Den Gerüchen und Gedanken nachhängend sehen wir in einiger Entfernung bereits einen Leuchtturm, der unser heutiges Tagesziel markiert. Über eine Hochebene mit weiten Ausblicken auf die riesigen Felszacken, die hier ins Meer hineinragen, geht es kurz noch einmal durch Sand zu unserem Tagesziel. Nach dem Abendessen im örtlichen Restaurant von Cavaleiro erreichen wir abseits des Städtchens unsere einsam gelegene Unterkunft mit Blick auf den Leuchtturm.
6. Tag: Cavaleiro - Praia de Odeixe (8h, 28km)
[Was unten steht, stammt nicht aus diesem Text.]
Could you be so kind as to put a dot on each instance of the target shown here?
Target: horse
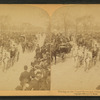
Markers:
(60, 50)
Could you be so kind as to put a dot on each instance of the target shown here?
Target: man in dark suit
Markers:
(25, 76)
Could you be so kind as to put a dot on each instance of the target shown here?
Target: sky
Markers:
(25, 14)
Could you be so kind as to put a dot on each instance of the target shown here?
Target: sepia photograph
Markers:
(49, 49)
(24, 48)
(76, 48)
Heute haben wir mit 28km die längste Tagesetappe unserer Tour vor uns. Wir packen früher als sonst unsere Sachen und brechen gleich nach einem Tee auf, um schon früh einige Kilometer zu schaffen. Wir umrunden den Leuchtturm, der auf einem Hochplateau steht und biegen danach auf einen festen Erdweg ein, der etwas abseits der Küste auf dem Hochplateau verläuft. Es ist kein schöner, aber bisher der einfachste Teilabschnitt unseres Weges. Als wir gegen 10 Uhr an einer Klippe unser selbstgemachtes Frühstück essen, haben wir bereits die ersten 8km geschafft. Bei Käsesemmel, Kuchen und Orange blicken wir aufs Meer und eine sanfte Brise macht den Moment sehr angenehm.
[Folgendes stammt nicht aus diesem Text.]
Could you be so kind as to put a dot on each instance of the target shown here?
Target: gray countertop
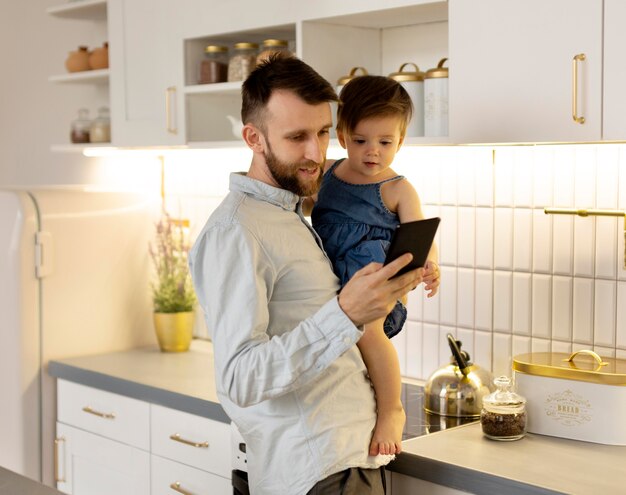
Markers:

Die Lust auf einen Kaffee im nächsten Ort Zambujeira do Mar drängt uns bald zum Weitergehen. Nach einer kurzen steilen Bergab-Passage durchqueren wir einen chaotischen, kleinen Fischerhafen, in dem sich Netze und Fangkörbe stapeln. Wir passieren einige unbewohnte Häuser und gehen kurz darauf 3km entlang einer schnurgeraden Straße, bis wir über einer kurzen Abschnitt entlang der Küste in Zambujeira ankommen. Erstaunt stellen wir fest, dass der vom Tourismus geprägte Ort zu dieser Zeit völlig leergefegt ist und einer Geisterstadt gleicht. Von den 15 Restaurants und Cafés, die wir finden, hat nicht ein einziges geöffnet und die Fensterläden an nahezu allen Wohnhäusern sind zugeklappt. 13km langweiliger Weg, eine schmerzende Fußsehne bei mir und dann diese Stadt - unsere Stimmung ist am Tiefpunkt.
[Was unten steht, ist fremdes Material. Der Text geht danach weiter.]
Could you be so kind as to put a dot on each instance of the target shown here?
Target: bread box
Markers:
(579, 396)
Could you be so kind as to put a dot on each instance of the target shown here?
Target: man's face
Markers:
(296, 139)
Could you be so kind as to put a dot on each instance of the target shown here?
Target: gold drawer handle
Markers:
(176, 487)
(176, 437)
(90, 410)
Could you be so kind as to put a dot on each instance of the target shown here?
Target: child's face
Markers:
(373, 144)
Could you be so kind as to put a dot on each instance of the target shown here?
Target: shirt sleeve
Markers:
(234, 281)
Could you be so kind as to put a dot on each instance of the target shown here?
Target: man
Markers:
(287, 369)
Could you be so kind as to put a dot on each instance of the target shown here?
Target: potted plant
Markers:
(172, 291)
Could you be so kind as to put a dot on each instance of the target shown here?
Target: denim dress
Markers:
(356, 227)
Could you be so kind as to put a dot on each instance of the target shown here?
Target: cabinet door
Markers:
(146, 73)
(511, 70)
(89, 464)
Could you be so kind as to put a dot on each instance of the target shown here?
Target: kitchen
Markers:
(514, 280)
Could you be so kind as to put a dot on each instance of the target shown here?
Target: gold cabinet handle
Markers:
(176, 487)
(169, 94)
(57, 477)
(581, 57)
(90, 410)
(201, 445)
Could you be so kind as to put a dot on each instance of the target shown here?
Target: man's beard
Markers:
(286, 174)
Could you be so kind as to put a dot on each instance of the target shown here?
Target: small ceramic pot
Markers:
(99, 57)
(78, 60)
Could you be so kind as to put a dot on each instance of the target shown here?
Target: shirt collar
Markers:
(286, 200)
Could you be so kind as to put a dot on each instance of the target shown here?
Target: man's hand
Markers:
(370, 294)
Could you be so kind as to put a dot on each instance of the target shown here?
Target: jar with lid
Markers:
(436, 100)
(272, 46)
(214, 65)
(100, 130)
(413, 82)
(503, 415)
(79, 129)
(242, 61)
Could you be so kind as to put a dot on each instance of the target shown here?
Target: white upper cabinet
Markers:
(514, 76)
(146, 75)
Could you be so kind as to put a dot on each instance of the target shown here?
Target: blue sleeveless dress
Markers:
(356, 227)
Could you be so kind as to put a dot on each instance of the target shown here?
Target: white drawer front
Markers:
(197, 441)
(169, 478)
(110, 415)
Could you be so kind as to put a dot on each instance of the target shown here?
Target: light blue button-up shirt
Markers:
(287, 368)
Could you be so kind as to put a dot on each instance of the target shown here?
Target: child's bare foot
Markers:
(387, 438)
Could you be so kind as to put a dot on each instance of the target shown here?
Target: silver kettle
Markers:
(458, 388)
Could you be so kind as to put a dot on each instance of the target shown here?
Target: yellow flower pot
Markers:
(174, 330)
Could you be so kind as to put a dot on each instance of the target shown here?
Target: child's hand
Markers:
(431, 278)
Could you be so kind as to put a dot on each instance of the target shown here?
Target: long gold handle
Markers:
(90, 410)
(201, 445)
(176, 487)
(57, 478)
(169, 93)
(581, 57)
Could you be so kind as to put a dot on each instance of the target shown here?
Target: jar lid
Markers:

Schließlich finden wir immerhin einen kleinen Laden, der geöffnet hat, kaufen Kekse, Obst und Brot ein und gehen schnell weiter. Der Weg wird ab hier abwechslungsreicher und es geht mit schönen Blicken auf die Felsküste häufiger bergauf und bergab. In einem verlassenen Surfercafé an einem Strand packen wir Kekse und Obst aus und machen das beste aus der Situation. Eine hübsch gestaltete Kreidetafel erzählt von den guten Sachen, die man sich hier wohl vor einigen Wochen noch schmecken lassen konnte.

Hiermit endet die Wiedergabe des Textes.